Avoid the Networking Group Bell Curve of Ineffectiveness
Remember the Bell Curve
Remember that bell curve you learned in the college statistics class you were required to take. That’s what I think of whenever I’ve joined another traditional networking group. You’re the new person in a group. It starts off a little slow, then people get to know you and you start to get some referrals. After a while everyone in the group who is going to refer you already has given you a referral and they have used up all the people they know who they think can use your product or service. Now you’re on your way down the curve and it peters down to almost nothing.
Why does this happen?
The reason this happens is because a traditional networking group is composed of a random group of non-competing professionals who are unlikely to refer you because they actually do not know people who can use your product or service. They are not in your world. They may sell B2C when you sell B2B. They may call on small companies and you call on big ones. They may call on marketing executives and you call on operations executive. If they do refer you it was just luck that they happen to know someone who they could refer to you.

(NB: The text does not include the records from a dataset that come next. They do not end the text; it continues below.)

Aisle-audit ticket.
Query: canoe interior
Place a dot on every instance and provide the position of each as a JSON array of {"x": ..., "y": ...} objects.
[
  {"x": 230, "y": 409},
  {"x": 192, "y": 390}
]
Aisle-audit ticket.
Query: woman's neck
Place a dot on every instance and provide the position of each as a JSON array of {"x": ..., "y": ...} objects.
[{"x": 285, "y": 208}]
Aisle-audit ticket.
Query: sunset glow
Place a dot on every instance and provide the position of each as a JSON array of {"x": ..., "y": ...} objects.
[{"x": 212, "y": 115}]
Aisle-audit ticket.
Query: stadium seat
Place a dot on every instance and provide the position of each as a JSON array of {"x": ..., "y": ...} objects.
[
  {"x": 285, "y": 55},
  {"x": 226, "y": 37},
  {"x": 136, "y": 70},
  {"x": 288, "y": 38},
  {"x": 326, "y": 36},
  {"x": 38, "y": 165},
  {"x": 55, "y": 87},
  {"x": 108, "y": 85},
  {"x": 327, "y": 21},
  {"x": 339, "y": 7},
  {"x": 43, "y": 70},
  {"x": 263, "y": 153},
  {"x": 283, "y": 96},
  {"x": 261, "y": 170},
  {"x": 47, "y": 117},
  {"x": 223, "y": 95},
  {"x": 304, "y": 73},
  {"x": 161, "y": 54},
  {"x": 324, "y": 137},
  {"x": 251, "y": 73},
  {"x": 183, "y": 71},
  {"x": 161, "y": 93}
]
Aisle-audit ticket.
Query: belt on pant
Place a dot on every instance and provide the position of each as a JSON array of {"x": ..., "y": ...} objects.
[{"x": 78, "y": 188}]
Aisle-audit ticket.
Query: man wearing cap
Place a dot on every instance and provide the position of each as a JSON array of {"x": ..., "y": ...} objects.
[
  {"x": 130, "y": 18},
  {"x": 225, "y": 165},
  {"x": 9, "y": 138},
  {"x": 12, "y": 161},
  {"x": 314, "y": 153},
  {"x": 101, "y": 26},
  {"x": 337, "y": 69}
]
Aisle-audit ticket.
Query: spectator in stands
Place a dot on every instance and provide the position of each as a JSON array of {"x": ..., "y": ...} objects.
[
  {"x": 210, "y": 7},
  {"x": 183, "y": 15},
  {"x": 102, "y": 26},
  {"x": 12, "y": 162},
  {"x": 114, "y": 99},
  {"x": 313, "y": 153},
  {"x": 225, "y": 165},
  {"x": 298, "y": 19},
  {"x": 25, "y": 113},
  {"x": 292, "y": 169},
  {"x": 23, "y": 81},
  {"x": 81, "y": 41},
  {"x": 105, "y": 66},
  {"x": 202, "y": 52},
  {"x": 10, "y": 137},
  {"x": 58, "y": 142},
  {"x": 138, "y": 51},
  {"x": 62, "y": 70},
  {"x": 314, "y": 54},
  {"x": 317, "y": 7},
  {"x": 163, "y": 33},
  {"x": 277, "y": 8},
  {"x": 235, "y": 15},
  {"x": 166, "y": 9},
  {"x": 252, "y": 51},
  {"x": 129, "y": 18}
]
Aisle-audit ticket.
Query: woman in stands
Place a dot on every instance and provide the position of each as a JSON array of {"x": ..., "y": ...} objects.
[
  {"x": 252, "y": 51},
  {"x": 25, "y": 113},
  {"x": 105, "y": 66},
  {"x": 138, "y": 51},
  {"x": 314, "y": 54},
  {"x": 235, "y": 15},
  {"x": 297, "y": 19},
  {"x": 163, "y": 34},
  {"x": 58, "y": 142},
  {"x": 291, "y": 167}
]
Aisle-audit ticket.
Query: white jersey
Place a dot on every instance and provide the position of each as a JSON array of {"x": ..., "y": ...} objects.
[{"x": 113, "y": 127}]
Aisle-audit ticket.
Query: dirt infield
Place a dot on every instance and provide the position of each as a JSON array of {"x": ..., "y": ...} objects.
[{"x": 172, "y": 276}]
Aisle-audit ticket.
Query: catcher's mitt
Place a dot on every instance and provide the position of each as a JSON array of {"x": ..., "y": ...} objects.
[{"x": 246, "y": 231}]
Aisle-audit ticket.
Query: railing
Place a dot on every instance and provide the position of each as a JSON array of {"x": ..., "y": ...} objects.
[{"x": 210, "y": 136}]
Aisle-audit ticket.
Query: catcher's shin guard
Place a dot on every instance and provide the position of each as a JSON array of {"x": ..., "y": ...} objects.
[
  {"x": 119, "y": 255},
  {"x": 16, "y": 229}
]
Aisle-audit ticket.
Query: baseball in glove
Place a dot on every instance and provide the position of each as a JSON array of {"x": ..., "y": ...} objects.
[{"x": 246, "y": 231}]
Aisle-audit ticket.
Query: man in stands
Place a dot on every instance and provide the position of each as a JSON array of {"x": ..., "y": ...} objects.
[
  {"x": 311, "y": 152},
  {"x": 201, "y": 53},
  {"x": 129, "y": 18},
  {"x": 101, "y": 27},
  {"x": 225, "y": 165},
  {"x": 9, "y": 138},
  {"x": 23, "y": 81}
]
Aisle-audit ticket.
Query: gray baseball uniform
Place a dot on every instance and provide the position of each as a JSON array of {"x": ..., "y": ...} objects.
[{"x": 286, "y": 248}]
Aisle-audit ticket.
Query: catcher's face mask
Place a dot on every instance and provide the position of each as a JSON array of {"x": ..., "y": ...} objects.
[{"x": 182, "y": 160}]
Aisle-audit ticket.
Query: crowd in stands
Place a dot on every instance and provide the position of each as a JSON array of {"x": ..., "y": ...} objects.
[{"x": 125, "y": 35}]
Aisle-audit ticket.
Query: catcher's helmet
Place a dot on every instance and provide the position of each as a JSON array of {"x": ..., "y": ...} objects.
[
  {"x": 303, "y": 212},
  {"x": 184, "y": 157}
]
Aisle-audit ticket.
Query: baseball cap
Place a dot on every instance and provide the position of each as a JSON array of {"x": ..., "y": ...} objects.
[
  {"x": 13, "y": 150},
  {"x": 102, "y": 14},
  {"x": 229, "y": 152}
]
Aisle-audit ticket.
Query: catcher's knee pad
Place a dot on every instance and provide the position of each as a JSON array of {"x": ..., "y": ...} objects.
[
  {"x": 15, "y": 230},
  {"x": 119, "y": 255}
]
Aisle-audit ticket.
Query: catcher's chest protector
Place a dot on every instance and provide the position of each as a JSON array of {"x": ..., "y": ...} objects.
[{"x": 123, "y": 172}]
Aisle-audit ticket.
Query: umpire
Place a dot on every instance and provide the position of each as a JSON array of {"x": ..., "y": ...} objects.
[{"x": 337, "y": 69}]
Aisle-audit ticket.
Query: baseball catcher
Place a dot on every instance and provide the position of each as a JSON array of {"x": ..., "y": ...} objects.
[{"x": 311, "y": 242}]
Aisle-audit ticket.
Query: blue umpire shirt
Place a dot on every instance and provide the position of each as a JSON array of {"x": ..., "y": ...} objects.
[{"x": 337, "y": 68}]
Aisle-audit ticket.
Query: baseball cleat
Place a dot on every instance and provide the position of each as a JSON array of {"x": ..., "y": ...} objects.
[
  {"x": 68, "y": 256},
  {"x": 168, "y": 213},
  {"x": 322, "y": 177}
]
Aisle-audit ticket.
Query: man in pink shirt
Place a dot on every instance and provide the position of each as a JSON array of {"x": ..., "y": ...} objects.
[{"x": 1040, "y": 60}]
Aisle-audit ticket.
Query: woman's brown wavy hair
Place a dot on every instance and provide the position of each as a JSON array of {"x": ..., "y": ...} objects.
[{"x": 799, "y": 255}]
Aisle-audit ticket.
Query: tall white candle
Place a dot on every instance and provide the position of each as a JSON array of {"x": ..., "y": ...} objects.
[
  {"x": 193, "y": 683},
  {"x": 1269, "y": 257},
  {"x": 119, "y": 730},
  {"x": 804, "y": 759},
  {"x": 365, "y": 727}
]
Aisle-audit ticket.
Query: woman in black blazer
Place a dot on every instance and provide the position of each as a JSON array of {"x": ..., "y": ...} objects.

Take Luck out of the Equation
So how do you avoid this? Easy. You should not network with random people. You should only network with others who are in your world. These are the ones who are most likely to know the people you need to know. These are people who also sell to operations executives at large companies, just like you do. Therefore, they can introduce you to the operations executives at those large companies that you don’t already know.
There is no bell curve of ineffectiveness if you’re networking in a group of professionals who all call on the same target market. The other people in the group won’t run out of people to send you to until everyone in the group runs out of current customers of theirs that they can refer you to. And when that happens, the group can target new customers together.